08 January 2018
Much to the annoyance of New Delhi, Beijing has poured huge sums of money into infrastructure projects in Nepal – a landlocked nation with China to its north and India to its south – under its trade and infrastructure development plan known as the “Belt and Road Initiative”.
China is Nepal’s largest foreign investor, and in the past financial year alone has invested 8.36 billion Nepalese rupees (US$81.89 million) in the country, an increase of almost 35 per cent from the year before, according to Nepal’s Department of Industry.

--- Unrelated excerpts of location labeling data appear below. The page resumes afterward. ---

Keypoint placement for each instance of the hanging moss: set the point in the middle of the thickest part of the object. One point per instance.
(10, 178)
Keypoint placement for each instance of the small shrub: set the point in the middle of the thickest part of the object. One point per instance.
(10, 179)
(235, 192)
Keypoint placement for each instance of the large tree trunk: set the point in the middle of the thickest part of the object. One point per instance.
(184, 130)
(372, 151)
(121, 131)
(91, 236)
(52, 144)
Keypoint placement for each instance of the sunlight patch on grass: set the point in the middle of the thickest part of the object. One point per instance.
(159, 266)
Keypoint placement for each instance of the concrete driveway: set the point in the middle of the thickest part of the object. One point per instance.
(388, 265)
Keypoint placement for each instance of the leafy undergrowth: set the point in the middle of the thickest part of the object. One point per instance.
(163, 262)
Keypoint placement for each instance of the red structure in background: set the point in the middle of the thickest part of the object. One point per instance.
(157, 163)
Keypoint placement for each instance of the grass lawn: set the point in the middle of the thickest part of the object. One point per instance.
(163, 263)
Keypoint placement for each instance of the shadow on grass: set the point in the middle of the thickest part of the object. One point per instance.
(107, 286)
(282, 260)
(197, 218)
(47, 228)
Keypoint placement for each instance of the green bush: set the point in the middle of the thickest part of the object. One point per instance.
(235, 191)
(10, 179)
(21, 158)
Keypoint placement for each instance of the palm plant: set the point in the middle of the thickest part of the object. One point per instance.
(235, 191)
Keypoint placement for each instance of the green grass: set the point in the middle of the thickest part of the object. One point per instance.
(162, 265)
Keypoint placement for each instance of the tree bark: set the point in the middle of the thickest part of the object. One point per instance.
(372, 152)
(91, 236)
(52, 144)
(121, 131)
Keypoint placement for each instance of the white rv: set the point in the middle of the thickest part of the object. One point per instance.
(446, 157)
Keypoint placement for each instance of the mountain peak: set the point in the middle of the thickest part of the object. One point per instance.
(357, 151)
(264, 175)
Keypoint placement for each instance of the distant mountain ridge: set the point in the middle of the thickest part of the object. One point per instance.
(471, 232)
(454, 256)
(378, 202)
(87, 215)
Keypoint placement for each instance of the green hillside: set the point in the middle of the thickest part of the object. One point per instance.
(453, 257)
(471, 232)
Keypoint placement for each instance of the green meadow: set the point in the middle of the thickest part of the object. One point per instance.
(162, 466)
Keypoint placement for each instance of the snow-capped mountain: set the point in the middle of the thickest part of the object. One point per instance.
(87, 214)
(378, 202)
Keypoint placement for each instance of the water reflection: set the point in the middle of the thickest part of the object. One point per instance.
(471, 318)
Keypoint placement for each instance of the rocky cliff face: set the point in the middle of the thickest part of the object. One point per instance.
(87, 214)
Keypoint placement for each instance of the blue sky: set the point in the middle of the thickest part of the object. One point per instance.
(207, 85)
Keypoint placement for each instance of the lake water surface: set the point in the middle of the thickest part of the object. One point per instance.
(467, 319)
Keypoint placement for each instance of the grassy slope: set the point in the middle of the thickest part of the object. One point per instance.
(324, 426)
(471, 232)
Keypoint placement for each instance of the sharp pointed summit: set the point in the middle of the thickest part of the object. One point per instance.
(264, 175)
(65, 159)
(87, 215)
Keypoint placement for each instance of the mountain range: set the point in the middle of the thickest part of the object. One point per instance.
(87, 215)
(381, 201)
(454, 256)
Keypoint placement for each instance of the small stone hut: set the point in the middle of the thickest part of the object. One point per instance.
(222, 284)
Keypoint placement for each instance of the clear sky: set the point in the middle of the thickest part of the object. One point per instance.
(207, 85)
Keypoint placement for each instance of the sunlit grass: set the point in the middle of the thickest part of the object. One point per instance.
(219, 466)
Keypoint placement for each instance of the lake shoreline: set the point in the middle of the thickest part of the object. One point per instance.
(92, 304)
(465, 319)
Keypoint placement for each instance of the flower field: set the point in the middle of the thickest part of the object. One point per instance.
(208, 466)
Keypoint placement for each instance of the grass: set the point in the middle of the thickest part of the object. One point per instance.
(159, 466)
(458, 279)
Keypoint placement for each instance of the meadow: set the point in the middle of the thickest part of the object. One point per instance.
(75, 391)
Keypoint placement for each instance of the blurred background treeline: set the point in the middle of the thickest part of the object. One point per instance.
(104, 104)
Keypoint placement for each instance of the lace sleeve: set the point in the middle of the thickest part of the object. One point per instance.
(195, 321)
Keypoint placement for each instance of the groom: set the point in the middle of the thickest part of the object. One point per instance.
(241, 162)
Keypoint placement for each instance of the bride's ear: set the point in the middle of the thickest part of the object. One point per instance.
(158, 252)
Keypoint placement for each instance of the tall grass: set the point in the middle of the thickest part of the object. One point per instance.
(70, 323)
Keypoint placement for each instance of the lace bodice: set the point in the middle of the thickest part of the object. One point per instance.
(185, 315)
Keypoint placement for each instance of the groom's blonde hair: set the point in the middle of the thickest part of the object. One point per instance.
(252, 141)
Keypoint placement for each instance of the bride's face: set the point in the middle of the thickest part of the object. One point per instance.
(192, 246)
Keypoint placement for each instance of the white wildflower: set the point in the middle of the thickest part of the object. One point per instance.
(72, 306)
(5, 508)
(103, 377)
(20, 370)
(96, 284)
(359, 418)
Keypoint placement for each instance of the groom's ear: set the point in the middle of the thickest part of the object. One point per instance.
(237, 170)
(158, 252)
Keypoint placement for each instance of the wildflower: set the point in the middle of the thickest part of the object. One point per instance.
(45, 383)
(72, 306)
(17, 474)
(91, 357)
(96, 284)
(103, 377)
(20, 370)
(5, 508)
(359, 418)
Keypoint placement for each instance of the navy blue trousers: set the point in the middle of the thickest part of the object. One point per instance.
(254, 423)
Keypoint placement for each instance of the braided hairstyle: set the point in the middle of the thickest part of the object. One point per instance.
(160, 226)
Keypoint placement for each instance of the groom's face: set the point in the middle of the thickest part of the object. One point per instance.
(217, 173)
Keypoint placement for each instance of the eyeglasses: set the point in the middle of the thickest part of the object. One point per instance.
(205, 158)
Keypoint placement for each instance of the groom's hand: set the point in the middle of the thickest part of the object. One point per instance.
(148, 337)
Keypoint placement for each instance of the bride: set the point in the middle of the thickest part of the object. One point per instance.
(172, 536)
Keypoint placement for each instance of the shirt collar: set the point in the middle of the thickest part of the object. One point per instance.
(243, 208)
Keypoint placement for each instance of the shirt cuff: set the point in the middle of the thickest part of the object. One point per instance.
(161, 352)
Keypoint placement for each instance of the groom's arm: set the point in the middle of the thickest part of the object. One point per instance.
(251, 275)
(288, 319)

While China’s cultural clout in the country still lags far behind that of India – with which Nepal shares a 1,700km open border – opportunities for Beijing to shift that balance were given a huge boost when Nepal’s Communist alliance, which is seen as friendlier to China, secured a landslide election victory.

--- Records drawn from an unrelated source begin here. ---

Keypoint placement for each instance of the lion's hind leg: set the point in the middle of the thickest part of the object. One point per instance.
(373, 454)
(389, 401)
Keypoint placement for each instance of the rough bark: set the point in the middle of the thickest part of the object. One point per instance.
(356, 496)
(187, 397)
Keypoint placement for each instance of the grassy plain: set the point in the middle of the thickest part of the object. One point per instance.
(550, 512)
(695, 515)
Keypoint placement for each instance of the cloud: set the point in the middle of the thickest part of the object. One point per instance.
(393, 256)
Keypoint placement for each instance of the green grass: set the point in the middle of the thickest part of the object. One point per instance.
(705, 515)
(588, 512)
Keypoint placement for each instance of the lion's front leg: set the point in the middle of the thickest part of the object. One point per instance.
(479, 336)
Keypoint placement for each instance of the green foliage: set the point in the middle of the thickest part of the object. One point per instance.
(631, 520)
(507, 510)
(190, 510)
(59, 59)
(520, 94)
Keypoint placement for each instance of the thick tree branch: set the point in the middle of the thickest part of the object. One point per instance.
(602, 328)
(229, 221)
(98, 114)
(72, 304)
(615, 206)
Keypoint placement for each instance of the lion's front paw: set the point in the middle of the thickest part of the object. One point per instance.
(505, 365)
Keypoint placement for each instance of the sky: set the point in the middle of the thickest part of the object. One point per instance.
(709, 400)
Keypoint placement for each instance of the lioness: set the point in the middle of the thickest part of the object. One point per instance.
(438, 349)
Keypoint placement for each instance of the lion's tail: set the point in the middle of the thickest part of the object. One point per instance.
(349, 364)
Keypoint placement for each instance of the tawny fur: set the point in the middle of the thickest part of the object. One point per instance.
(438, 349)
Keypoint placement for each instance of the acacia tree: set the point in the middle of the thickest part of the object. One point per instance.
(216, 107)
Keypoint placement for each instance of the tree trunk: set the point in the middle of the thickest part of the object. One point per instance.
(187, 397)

The win was good news for China, given Nepal’s strategic location as a buffer with India and proximity to Tibet, an autonomous region of China with lingering tensions over its sovereignty.
“Right now, the most significant impression of China is the rise of China,” said Li Mingjiang, China programme coordinator at the S. Rajaratnam School of International Studies in Singapore. “That automatically generates a positive perception of China, and motivates … a lot of [Nepalese] people to intentionally understand China, study China, and even go to China.”